See §3.15, Electronic References in the AMA Manual of Style (pp 64-67 in print) for more information about the correct format for DOIs in electronic references.—Paul Frank

1. Markwell J, Brooks DW. Broken links: just how rapidly do science education hyperlinks go extinct? http://www-class.unl.edu/biochem/url/broken_links.html . Updated July 24, 2006. Accessed January 17, 2012.

2 thoughts on “Digital Object Identifiers (DOIs) for Electronic References

  1. “At the time of publication, DOI names are assigned to content objects themselves; in contrast, URLs are assigned to locations of objects. DOIs are permanent; once assigned, they cannot be changed.”

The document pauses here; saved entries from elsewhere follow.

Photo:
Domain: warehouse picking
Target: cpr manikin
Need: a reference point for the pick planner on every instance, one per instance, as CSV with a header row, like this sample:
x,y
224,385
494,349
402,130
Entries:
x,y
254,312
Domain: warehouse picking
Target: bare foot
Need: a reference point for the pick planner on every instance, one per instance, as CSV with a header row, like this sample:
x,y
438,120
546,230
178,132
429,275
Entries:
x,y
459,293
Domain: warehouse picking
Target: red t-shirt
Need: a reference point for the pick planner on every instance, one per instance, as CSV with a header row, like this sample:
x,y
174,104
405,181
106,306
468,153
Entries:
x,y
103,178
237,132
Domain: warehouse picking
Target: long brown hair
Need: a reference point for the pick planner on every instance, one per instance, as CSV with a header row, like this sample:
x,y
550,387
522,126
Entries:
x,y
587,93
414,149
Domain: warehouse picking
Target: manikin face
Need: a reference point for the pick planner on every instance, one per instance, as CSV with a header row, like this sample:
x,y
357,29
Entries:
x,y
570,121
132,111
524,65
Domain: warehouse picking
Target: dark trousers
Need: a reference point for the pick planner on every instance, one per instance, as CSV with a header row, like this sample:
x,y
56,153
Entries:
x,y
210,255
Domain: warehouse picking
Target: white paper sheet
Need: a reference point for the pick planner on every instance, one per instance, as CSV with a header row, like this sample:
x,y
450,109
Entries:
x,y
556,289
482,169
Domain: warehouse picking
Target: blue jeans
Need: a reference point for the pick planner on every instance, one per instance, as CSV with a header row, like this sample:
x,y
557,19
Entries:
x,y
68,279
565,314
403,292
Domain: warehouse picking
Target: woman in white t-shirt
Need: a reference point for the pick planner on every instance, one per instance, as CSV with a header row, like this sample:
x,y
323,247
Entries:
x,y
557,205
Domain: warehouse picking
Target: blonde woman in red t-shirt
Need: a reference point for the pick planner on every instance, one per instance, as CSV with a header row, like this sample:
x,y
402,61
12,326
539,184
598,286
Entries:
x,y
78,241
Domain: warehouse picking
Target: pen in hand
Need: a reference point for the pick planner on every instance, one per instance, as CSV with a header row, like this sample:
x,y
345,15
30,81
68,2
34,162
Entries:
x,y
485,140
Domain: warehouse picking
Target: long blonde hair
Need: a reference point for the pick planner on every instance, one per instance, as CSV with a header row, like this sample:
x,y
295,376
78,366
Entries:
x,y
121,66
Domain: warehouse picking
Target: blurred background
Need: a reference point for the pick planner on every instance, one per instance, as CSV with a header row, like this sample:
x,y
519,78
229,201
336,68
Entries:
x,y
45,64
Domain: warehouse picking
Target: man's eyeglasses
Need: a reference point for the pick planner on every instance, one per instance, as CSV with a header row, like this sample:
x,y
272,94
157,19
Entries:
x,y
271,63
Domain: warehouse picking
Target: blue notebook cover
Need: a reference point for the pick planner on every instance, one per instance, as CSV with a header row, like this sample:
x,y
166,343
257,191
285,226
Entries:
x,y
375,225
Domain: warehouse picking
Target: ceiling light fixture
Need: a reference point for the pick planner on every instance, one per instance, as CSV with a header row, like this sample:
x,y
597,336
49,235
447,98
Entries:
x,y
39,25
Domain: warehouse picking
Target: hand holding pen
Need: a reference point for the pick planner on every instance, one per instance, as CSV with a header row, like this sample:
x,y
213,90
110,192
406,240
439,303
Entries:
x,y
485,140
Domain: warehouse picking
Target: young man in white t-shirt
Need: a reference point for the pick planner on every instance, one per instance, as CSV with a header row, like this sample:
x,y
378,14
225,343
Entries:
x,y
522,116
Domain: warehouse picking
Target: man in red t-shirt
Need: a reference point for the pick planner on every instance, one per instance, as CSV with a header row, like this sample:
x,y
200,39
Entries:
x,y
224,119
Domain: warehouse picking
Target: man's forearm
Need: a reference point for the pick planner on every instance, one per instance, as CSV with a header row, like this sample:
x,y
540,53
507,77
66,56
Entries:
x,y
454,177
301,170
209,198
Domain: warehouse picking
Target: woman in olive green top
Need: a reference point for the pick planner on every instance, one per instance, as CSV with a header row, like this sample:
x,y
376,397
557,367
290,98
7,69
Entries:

    Like the entire DOI system, this is a bit breezy. The missing qualification is that DOIs are not unique, and thus “content object” doesn’t mean anything as operationally defined. Suppose one issues a commemorative issue of a journal consisting mainly of reprints, and recall that DOIs were originally touted as the solution to deep linking (something that never even came close to occurring). Does the reprinted version of Figure 1 of Article 1 have the same DOI as the original? Does Article 1 itself have the same DOI as the original? By necessity, no. The framework is just a label printer. As such, “because of the DOI system’s technology, DOI links are persistent” obscures the fact that there is *no new technology*–it’s merely a subscriber-based contractual arrangement in which one pays $35,000 a year for the privilege of adding an extra step to solving the original problem, which is keeping track of where you’ve put the data, and getting in return an uninformative user name and somebody else’s branding.